If this technology is solid, does this obviate the need for this class of data to be backed up? Time will tell if tape is dead for this class of data, but if it does, it introduces a significant potential saving in storage costs and complexity. What is clear is that there are many new storage topologies that will be possible with different combinations of storage and network technologies.
Action item: It will take some years before the market decides what combinations of storage topologies are optimum, as vendors and customers try different approaches to melding file system, disk storage, tape storage and network technologies. Organizations should ensure that experience is gained with multiple storage approaches, and that they are tested at all stages from application design to operational implementation. Storage needs to be organized to encourage different approaches, including outsourcing storage to third parties.

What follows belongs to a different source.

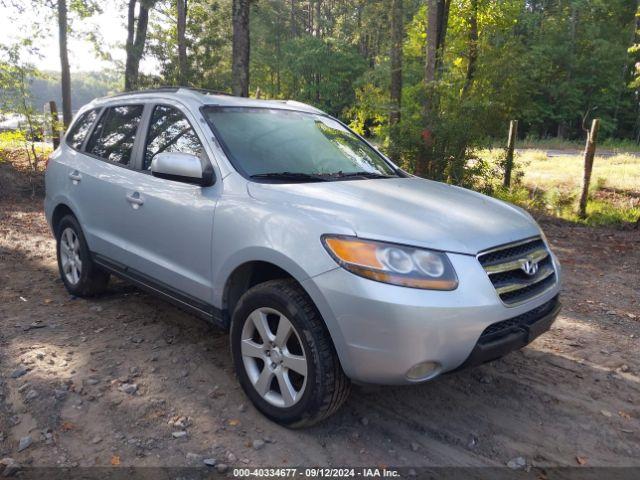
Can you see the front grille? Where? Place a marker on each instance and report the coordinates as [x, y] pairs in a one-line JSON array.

With STK gone who will be the new "King of Tape?" While IBM looks to be the early favorite, there is no clear innovator or leader in the space who makes tape its top priority and funds the business accordingly. At IBM, services remains #1 and at Sun (now Oracle), it doesn't appear tape is on a par with servers, Java or battling Windows. Despite HP's approxmiate 20% marketshare, generating demand for ink is its main goal, far surpassing any potential interest in dominating the tape market.
Companies like EMC and NetApp, who make virtually all their revenues from disk-related technologies and services, will continue to try and position tape's death as imminent, however they are not likely to succeed any time soon. Tape vendors must fight this challenge by articulating clearly that the future of tape includes disk and creating direct pathways between T2 and T3 storage. Specifically, the ability to bring together T2 and T3 strategies with data movement approaches that don't invoke servers or appliances.
Tape vendors who have data center experience with T2-->T3 migration strategies can bring substantial credibility to the table, drawing on years of experience helping customers solve a variety of problems related to backup, remote replication, archiving, compliance and fixed content management. Tape vendors, however must address data de-duplication directly or with other data reduction strategies to preserve the backup market. This includes placing de-dupe function in VTL's and siphoning data off to tape while the VTL controller manages 'house cleaning' items.
Acton Item. Bringing mainframe class automation to T2-->T3 migration and open systems is a viable business opportunity. Tape vendors must fill this void or continue to be marginalized by clever disk marketers.